County must adapt to changing times, Nave says

By Kathy Helms-Hughes


   Phil Nave started not to seek another term as county commissioner because of family responsibilities, but events changed, he said. "I feel a duty to use the experience I have acquired over the last 20 years to guide new commissioners and help the new county executive."
   Nave, a candidate in the 4th District, said he wants to do what he can to ensure the people of Carter County maintain a good quality of life, and he is concerned about future growth. "Yes, Carter County needs industry. Yes, Carter County needs new jobs. Yes, this would help financially. Yes, I would love to see the return to a time when factories employing thousands would venture into Carter County," he said.
   But, "time, jobs, training, and financial situations are different. We are living during a time of history that will be marked by lots of changes. We need to adapt to these changes."

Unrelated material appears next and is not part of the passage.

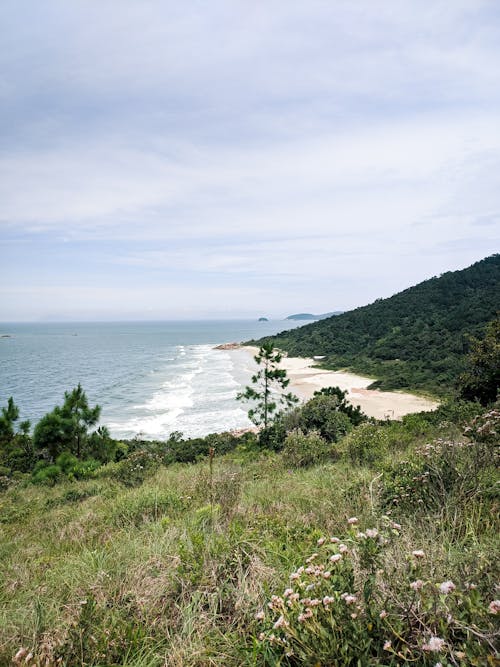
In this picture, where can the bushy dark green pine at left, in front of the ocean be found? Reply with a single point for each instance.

   Nave said the county needs the best educational facilities and systems to attract modern industry and their managerial families. "The better the educational system, the better jobs we attract. In the United States, the state of Tennessee is ranked No. 3 in roads but 48th in school expenditures per student. Does this tell you anything?"
   Carter County has many positive attractions that are luring retirement people, Nave said. "Evidently, the good about the county outweighs the bad. If there is any candidate who can personally, on their own, without any organization behind them, bring industry into Carter County, then I urge you to disregard my candidacy and vote for that person. We need their expertise on the commission!" he said.
   There are many issues involved in obtaining industry. Nave cited some examples: "Companies look at the type and amount of land available; the proper supply of utilities that they will need; the work force and their training; housing, education and health care for their staff and families; access to highways and airports; cultural opportunities; and, of course, any tax incentives they could receive. It is not a cut-and-dry situation. I will continue to do whatever I can to make our region attractive to industry."
   The majority of people in Nave's former district were against zoning, Nave said, "therefore, I voted not to zone that area. But for the areas that wanted zoning, I voted for them to be zoned," he said. "Personally, I was in favor of zoning all of the county. I truly feel that most people in Carter County weren't thoroughly informed on the zoning issue and didn't understand the meaning and value of zoning."
   The idea of having a county financial director has been under consideration for several years, according to Nave. "I feel we need someone who can take over this part of the government and devote their time to keeping up with the new methods and laws proposed by the state. Eventually, I hope that this will be a cost-effective measure."
   By having a finance director, Nave said, "The executive can devote more time to learning and fulfilling the duties of the office and also will have more time to work with agencies in soliciting industry."